Ejaculation: The expulsion through the urethra of a watery, odorless liquid produced by Skene's glands in the case of people with a vulva, or by the prostate in the case of people with a penis (and which may or may not contain spermatozoa). 

Orgasm: A high peak of sexual pleasure that releases tension and produces a surge of endorphins and other chemicals. Orgasms usually result from stimulation of the penis or clitoris, although they can also come from other parts of the body.


If no fluid comes out, does that mean I didn't have an orgasm?

A: Not really! No orgasm needs the expulsion of fluid to happen. Just as not every expulsion of liquid necessarily comes along with orgasm.

And if it comes out, how do I know it's not pee?

A: Ejaculation is definitely not pee! But because the two fluids come out through the same channel (urethra), it is possible that a little bit of pee may join the liquid produced by Skene's glands. For better assurance, always try to empty your bladder before stimulating the region.

What are Skene's glands?

A: They are a set of glands located at the entrance of the vaginal canal, close to the urethra and clitoris, and are part of this area we call G-Spot. They are responsible for the production of this liquid that is very similar to what the prostate produces, and which is generally expelled when the region is stimulated.

 I have a vulva and until today I have not had ejaculation, is that normal?

A: Absolutely! Some people have great ease in the production of liquid in certain glands, and others not so much. And all these scenarios are normal, okay? In the same way that some people sweat more and others less. Many people with vulva will experience ejaculation very few times in their lives or even none at all, and all these cases are normal.
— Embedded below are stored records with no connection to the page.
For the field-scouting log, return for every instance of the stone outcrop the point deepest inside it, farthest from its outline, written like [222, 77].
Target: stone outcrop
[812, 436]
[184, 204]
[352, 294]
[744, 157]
More and more I have been experiencing this expulsion of fluid and I am ashamed of what my partner might think, what should I do?

A: Sex is made of fluid exchange and a certain mess, everyone who shares this experience should know this. Don't be embarrassed by the powers and capacities your body experiences. Let the person know that this is a natural response by your body and that it can happen, and have a towel nearby if you need one.

Are coming, ejaculating, and having an orgasm the same thing?

A: No. To come is a verb that applies to many things, including having a satisfying and intense sexual response, but it goes beyond that. To ejaculate, as we have said, is the expulsion of this liquid produced by these specific glands. Having an orgasm, on the other hand, is this apex-like response to sexual stimuli, whether direct or indirect.